I know most 'experts' and books say to get right back into it after taking a bad beat, but here's the thing--I'm not trying to be a pro or build a bankroll--I'm more like a Joey Knish without the cool hair. I pay the bills with what I make at the table. After my win on Thursday, the first thing I did Friday morning was put everything I made over the past week or so in the bank and wired it to my E*Trade account--allowing me to pick up a bunch of Citigroup shares. (It ain't gonna be a $3 stock forever. Eventually it'll come back). I think that's a much better use of the money than carrying around a few grand worth of Benjamins wrapped in a rubber band just so I have a 'bankroll'. This is Vegas; there will always be a good game to be found somewhere. I can wait.

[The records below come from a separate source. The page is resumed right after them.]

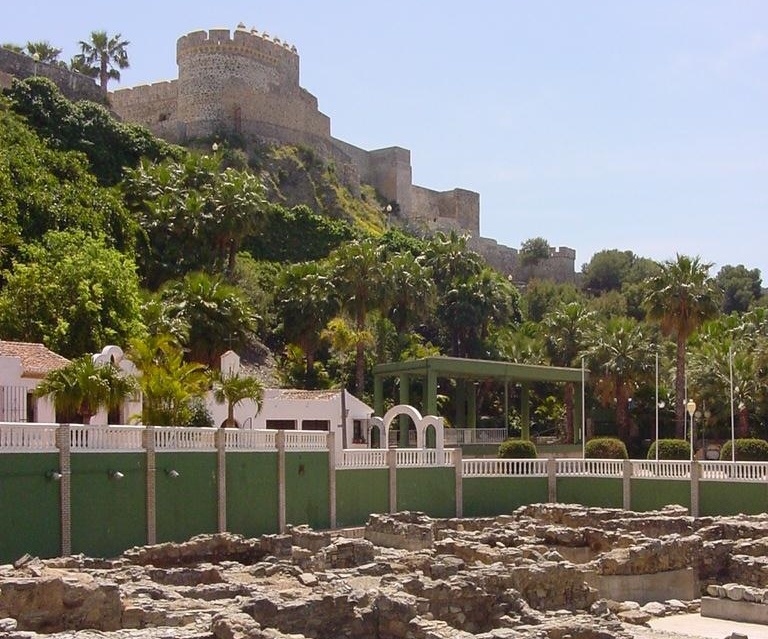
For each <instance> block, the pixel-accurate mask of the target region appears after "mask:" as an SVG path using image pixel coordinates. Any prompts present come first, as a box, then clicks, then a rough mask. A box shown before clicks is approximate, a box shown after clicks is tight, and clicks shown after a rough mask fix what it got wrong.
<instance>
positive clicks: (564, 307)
mask: <svg viewBox="0 0 768 639" xmlns="http://www.w3.org/2000/svg"><path fill="white" fill-rule="evenodd" d="M592 322H594V314H593V313H592V312H590V311H588V310H587V309H586V308H584V306H583V305H582V304H580V303H579V302H570V303H563V304H561V305H560V306H558V307H557V308H556V309H555V310H554V311H552V312H550V313H547V315H545V316H544V320H543V321H542V328H543V329H544V330H543V341H544V348H545V350H546V352H547V355H548V356H549V361H550V363H552V364H554V365H555V366H573V365H575V364H576V358H577V357H578V355H579V353H580V352H581V351H582V349H583V348H584V345H585V332H586V331H587V330H588V328H589V326H590V324H591V323H592ZM573 394H574V386H573V383H572V382H568V383H567V384H566V385H565V396H564V403H565V439H566V443H568V444H571V443H573V440H574V428H573Z"/></svg>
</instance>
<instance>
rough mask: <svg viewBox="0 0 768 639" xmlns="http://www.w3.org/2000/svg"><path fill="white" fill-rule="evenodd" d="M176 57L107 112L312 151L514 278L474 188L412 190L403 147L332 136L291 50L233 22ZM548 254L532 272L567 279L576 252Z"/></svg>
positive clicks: (513, 251) (429, 227)
mask: <svg viewBox="0 0 768 639" xmlns="http://www.w3.org/2000/svg"><path fill="white" fill-rule="evenodd" d="M176 62H177V64H178V79H176V80H171V81H168V82H159V83H155V84H150V85H144V86H137V87H134V88H130V89H120V90H117V91H115V92H113V93H112V94H111V95H110V100H111V104H112V107H113V109H114V110H115V112H116V113H117V114H118V115H120V116H121V117H122V118H123V119H124V120H127V121H130V122H135V123H138V124H142V125H144V126H146V127H147V128H149V129H150V130H151V131H152V132H153V133H155V134H156V135H158V136H160V137H163V138H165V139H167V140H169V141H171V142H176V143H187V142H189V141H192V140H195V139H200V138H209V137H211V136H215V135H226V134H237V135H241V136H243V137H244V138H245V139H246V140H248V139H255V140H260V141H264V142H268V143H275V144H292V145H304V146H308V147H311V148H313V149H314V150H315V151H317V152H318V153H319V154H320V155H321V156H323V157H324V158H325V159H326V160H333V161H334V162H335V163H336V165H337V167H339V168H340V169H341V172H342V175H343V176H344V179H345V180H346V181H347V182H349V183H351V184H355V183H359V182H365V183H368V184H371V185H372V186H374V187H375V188H376V189H377V190H378V191H379V193H381V195H382V196H383V197H385V198H386V199H387V200H389V201H390V202H392V203H393V204H395V205H396V207H397V211H398V213H399V215H400V216H401V218H404V219H405V220H407V221H408V222H409V223H410V224H412V225H413V226H415V227H416V228H421V229H424V230H426V231H437V230H441V231H450V230H456V231H459V232H463V233H469V234H470V236H471V238H472V241H471V245H472V246H473V247H474V248H475V250H478V252H480V253H481V254H483V255H484V256H485V257H486V259H487V260H488V262H489V263H490V264H491V265H492V266H494V267H495V268H497V269H499V270H500V271H502V272H504V273H507V274H510V275H511V276H512V277H513V278H514V279H522V277H521V272H520V268H519V267H518V259H517V250H516V249H513V248H509V247H505V246H502V245H499V244H497V243H496V242H494V241H493V240H488V239H485V238H482V237H480V196H479V194H478V193H475V192H473V191H468V190H465V189H453V190H450V191H442V192H439V191H434V190H431V189H428V188H425V187H422V186H417V185H415V184H413V181H412V171H411V154H410V151H408V150H407V149H404V148H401V147H389V148H384V149H377V150H373V151H368V150H365V149H361V148H359V147H356V146H354V145H352V144H349V143H348V142H344V141H342V140H338V139H336V138H333V137H332V136H331V122H330V118H329V117H328V116H326V115H325V114H323V113H321V112H320V110H319V109H318V102H317V98H316V97H315V96H314V95H312V94H311V93H309V92H308V91H307V90H306V89H304V88H302V87H301V85H300V78H299V55H298V53H297V51H296V47H294V46H291V45H289V44H287V43H286V42H283V41H281V40H280V39H278V38H275V37H271V36H269V35H268V34H267V33H260V32H258V31H257V30H255V29H250V30H249V29H246V28H245V26H244V25H242V24H241V25H239V26H238V27H237V29H235V30H234V31H233V32H230V30H229V29H210V30H208V31H194V32H192V33H189V34H187V35H184V36H182V37H180V38H179V40H178V41H177V45H176ZM551 257H552V258H553V259H550V260H546V261H545V262H547V264H546V268H545V271H546V272H542V273H541V275H542V276H544V277H548V278H550V279H555V280H558V281H572V280H573V279H574V263H575V251H573V250H572V249H568V248H562V249H553V255H552V256H551ZM542 266H543V267H544V266H545V265H544V264H542ZM537 275H538V273H537Z"/></svg>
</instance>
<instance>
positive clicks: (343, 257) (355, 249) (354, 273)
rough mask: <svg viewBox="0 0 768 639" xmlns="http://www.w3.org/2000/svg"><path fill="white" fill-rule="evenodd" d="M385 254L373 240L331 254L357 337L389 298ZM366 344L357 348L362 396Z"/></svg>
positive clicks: (361, 344)
mask: <svg viewBox="0 0 768 639" xmlns="http://www.w3.org/2000/svg"><path fill="white" fill-rule="evenodd" d="M382 258H383V251H382V249H381V247H380V246H378V245H377V244H376V243H375V241H373V240H363V241H355V242H351V243H350V244H347V245H346V246H343V247H341V248H339V249H336V250H335V251H334V252H333V253H332V254H331V259H332V263H333V264H334V266H335V268H334V275H335V277H334V282H335V285H336V290H337V292H338V295H339V297H340V299H341V306H342V308H343V309H344V310H346V311H347V312H348V313H349V315H350V316H351V317H352V319H353V321H354V324H355V332H356V334H358V335H360V336H362V335H363V334H364V333H365V328H366V319H367V317H368V314H369V313H370V312H371V311H373V310H377V309H379V308H380V307H381V306H383V304H384V301H385V300H386V299H388V297H389V295H390V291H391V290H392V289H391V283H390V282H388V281H387V279H386V277H385V275H386V273H385V269H383V268H382V261H383V259H382ZM365 347H366V341H365V340H364V339H362V338H361V339H359V340H358V341H357V343H356V346H355V391H356V393H357V394H358V395H361V394H362V392H363V389H364V385H365Z"/></svg>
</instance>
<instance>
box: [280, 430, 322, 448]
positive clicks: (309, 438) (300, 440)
mask: <svg viewBox="0 0 768 639" xmlns="http://www.w3.org/2000/svg"><path fill="white" fill-rule="evenodd" d="M283 432H285V450H302V451H309V452H311V451H326V450H328V433H326V432H325V431H322V430H321V431H311V430H286V431H283Z"/></svg>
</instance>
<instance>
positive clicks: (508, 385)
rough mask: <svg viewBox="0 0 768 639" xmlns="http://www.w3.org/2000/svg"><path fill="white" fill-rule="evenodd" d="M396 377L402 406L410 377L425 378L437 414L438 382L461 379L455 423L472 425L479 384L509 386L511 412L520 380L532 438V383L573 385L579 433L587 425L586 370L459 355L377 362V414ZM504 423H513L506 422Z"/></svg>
mask: <svg viewBox="0 0 768 639" xmlns="http://www.w3.org/2000/svg"><path fill="white" fill-rule="evenodd" d="M390 377H396V378H398V380H399V387H400V393H399V397H398V403H399V404H410V403H411V402H410V391H411V381H412V380H414V379H418V380H421V382H422V384H423V388H424V391H423V406H421V407H420V410H421V412H422V414H423V415H437V380H438V379H440V378H443V379H452V380H455V381H456V394H457V396H456V405H457V415H456V422H457V423H462V422H463V423H464V424H466V427H467V428H474V427H476V425H477V421H476V420H477V406H476V403H475V402H476V397H475V393H474V392H469V389H470V387H471V388H472V389H474V384H475V383H476V382H484V381H489V380H490V381H495V382H498V383H503V384H504V415H505V420H506V419H507V415H508V414H509V405H508V401H509V384H510V383H511V384H519V385H520V387H521V390H522V393H521V397H522V399H521V406H520V418H521V427H522V437H523V439H529V438H530V425H531V420H530V396H529V394H530V385H531V383H532V382H555V383H562V384H566V383H573V384H575V385H576V388H577V392H575V393H574V418H575V419H574V422H575V423H574V426H575V427H574V431H576V434H577V437H580V435H581V432H582V429H583V424H582V418H583V413H582V390H583V389H582V385H583V384H584V383H585V382H586V380H587V377H588V375H587V372H586V371H584V370H582V369H581V368H565V367H562V366H538V365H533V364H513V363H509V362H495V361H490V360H482V359H463V358H459V357H425V358H423V359H415V360H410V361H407V362H391V363H388V364H378V365H376V366H374V368H373V385H374V386H373V389H374V400H373V404H374V410H375V412H376V414H377V415H383V414H384V380H385V379H386V378H390ZM505 425H508V424H506V423H505ZM407 438H408V432H407V425H404V424H402V423H401V429H400V445H401V446H404V445H406V444H405V443H406V442H407V441H408V439H407Z"/></svg>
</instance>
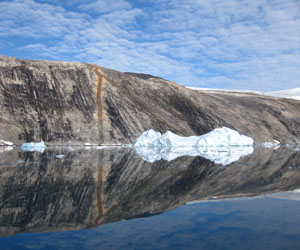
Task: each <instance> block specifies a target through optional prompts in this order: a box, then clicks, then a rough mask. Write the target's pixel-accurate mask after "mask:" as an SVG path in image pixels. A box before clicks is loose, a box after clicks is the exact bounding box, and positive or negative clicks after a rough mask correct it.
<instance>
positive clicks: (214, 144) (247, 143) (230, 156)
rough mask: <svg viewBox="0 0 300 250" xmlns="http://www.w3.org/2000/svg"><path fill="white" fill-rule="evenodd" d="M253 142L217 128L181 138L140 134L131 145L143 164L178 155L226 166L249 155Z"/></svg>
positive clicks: (171, 157) (178, 136)
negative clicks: (200, 135)
mask: <svg viewBox="0 0 300 250" xmlns="http://www.w3.org/2000/svg"><path fill="white" fill-rule="evenodd" d="M252 145H253V139H252V138H250V137H248V136H245V135H240V134H239V133H238V132H237V131H235V130H232V129H230V128H227V127H222V128H217V129H214V130H213V131H211V132H209V133H207V134H204V135H202V136H190V137H182V136H178V135H176V134H174V133H172V132H170V131H168V132H166V133H165V134H163V135H161V134H160V133H159V132H155V131H154V130H152V129H151V130H148V131H146V132H144V133H143V134H142V135H141V136H140V137H139V138H137V139H136V140H135V142H134V144H133V147H134V150H135V151H136V153H137V154H138V155H139V156H141V157H142V158H143V159H144V160H145V161H148V162H155V161H157V160H160V159H164V160H168V161H171V160H174V159H176V158H177V157H181V156H201V157H203V158H206V159H208V160H211V161H213V162H215V163H217V164H222V165H223V166H226V165H228V164H230V163H232V162H235V161H237V160H238V159H239V158H241V157H243V156H246V155H248V154H251V153H252V152H253V147H252Z"/></svg>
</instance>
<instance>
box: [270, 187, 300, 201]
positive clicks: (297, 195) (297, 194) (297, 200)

My point is, as juicy a game as it was, I really didn't want to go to the ATM and take money back out of the bank. I took my beating and I'm going to take a few days off from playing. I'm spreading my risk around by investing my extra cash and using it for stuff like the phone bill or insurance. I'll go back again and play after my upcoming work week--I can raise enough to stake my next session in just a few hours of wearing the brown polyester clown suit, so I'm in no hurry. Besides, it's probably gonna take a few days to shake off the cloud of bad luck that's hovering over me anyways.

I'll pick myself up off the mat, lick my wounds, and be celebrating my Ali-like return to the ring before you know it. I'm 7-and-1 for the year, and after last night, it's pretty clear that I can take a punch.